Tuas medalhas pregadas em peito de bronze

Professor Lucas Dias
| Tempo de leitura: 2 min

Com seus variados feriados cívicos, a república fantasmagórica das bananeiras comemorou, nesse quinze de novembro, outro de seus aloprados golpes de estado. Em 1889, o velho Marechal Deodoro proclamou, com o auxílio de militares e da elite cafeeira, a república do "você sabe com quem está falando?" e institucionalizou, para as seguintes relações políticas, o famoso "jeitinho brasileiro" de lidar com a realidade. Infelizmente, o que enaltece a vaidade do nosso povo é a impávida segurança de que tenhamos "heróis", mesmo já estando mortos e eternizados em monumentos de bronze.
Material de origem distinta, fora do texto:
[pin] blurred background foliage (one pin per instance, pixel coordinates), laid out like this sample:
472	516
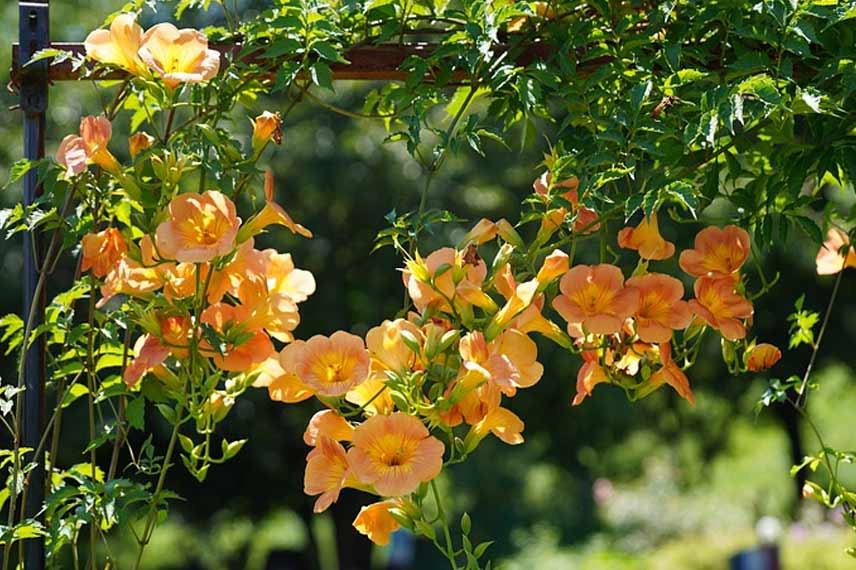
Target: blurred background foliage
657	484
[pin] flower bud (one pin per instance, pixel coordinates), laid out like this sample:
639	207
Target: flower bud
762	357
266	127
139	142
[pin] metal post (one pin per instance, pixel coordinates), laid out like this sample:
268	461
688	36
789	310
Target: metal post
33	33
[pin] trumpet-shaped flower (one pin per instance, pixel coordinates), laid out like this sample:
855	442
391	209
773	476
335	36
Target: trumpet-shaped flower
72	155
661	309
502	423
139	142
150	353
375	522
372	395
395	453
178	56
331	366
200	227
456	269
509	361
486	230
327	472
119	45
282	386
329	424
128	277
96	133
283	278
670	373
718	253
180	279
762	357
830	259
266	127
591	374
595	300
388	349
271	214
102	251
720	307
555	265
75	152
519	301
646	239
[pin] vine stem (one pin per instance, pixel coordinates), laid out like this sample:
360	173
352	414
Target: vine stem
802	396
148	530
450	551
53	250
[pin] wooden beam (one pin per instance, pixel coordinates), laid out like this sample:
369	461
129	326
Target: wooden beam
380	63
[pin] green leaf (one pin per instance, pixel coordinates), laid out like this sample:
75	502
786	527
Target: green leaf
135	413
18	170
466	523
810	228
283	46
59	55
230	450
73	393
684	194
328	52
321	75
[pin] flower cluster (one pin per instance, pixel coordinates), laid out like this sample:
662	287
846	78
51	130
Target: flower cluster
421	392
174	55
202	251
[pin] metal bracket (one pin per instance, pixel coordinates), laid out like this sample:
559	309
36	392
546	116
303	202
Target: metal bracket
33	35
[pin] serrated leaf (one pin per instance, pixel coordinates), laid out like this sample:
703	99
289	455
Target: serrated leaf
73	393
135	412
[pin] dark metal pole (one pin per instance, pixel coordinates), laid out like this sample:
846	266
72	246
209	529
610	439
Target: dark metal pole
33	31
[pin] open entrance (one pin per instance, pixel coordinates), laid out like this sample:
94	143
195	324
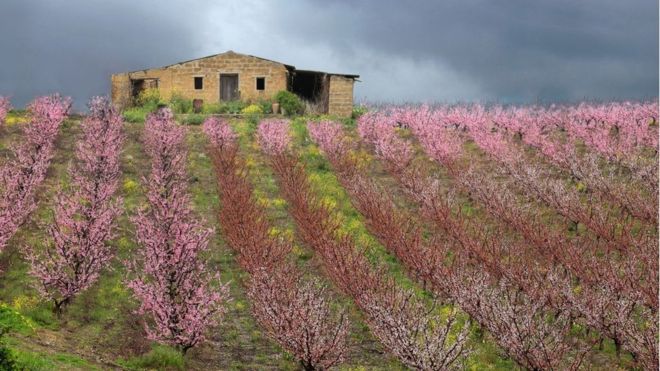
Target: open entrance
140	85
313	87
229	87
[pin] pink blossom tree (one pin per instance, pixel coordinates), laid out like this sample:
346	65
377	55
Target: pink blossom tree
5	107
273	136
177	292
84	219
22	175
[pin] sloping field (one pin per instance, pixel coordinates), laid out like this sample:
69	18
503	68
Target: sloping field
411	237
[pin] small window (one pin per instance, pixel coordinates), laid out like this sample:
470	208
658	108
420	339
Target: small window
261	83
199	83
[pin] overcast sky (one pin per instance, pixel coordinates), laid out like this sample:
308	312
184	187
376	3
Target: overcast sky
471	50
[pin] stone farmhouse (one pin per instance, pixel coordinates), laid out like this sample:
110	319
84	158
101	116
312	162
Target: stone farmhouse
232	76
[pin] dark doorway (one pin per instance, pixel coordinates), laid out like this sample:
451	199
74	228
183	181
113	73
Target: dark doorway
140	85
311	86
228	87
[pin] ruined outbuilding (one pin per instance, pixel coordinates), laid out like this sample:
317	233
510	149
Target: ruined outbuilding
232	76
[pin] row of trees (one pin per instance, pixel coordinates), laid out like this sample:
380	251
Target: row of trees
84	215
616	292
518	321
293	312
412	330
5	107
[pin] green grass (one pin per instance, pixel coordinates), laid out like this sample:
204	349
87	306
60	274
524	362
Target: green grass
101	323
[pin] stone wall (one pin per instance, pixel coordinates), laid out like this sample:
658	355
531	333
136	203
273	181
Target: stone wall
340	98
179	79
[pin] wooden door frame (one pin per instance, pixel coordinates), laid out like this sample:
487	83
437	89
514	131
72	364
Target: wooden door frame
238	81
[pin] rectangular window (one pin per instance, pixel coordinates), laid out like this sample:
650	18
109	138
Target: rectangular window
261	83
199	83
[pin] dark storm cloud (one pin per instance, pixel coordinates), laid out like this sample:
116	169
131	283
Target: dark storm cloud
509	51
517	50
73	47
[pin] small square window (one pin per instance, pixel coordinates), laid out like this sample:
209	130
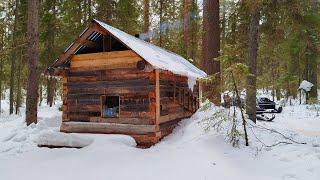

Estes heróis também ganharam seus feriados cívicos - um dia de descanso a mais onde podemos refletir o pouco que sabemos sobre cada um deles. Normalmente, quem promove um golpe o denomina, pelas vias legais, de "revolução" - ou impeachment. O grande feito revolucionário do movimento republicano, no Brasil, foi de repartir o poder entre os tiranos coronéis, dando ascensão a uma media burguesia passiva que se tornou, oficialmente, massa de manobra para tantos outros golpes - que, aliás, o próprio Marechal tentou dar novamente em 1891, tendo que renunciar à presidência por pressão da Revolta da Armada. Os sucessivos golpes de estado (1930, 1937, 1945, 1964 e 2016) se tornaram eventos comuns e corriqueiros na história do Brasil contemporâneo.

Será que no futuro nossos descendentes transformarão o primeiro de Abril de 1964 (data do último golpe militar) em mais um dia de homenagens? Será que nas escolas, os professores - se ainda existirem - ensinarão nossas crianças a respeito da real, cruel e sangrenta história brasileira ou continuarão a serem omissos, em razão da opressão covarde causada pelo sistema?

Tomara que, no futuro, nosso povo não seja mais comprado por feriados semanais ou pelo apego cego aos frios monumentos erigidos em louvor aos antigos carrascos - como a estátua mal feita do Borba Gato, em São Paulo. Que tenhamos em mente, caros leitores, que os maus heróis vieram bem antes dos bons e que os piores ainda hão de vir. Cuidado!

O passado, e seus heróis de metal, sempre servirão de exemplo para os futuros ditadores. Um "viva" às nossas saudosas e mentirosas referências.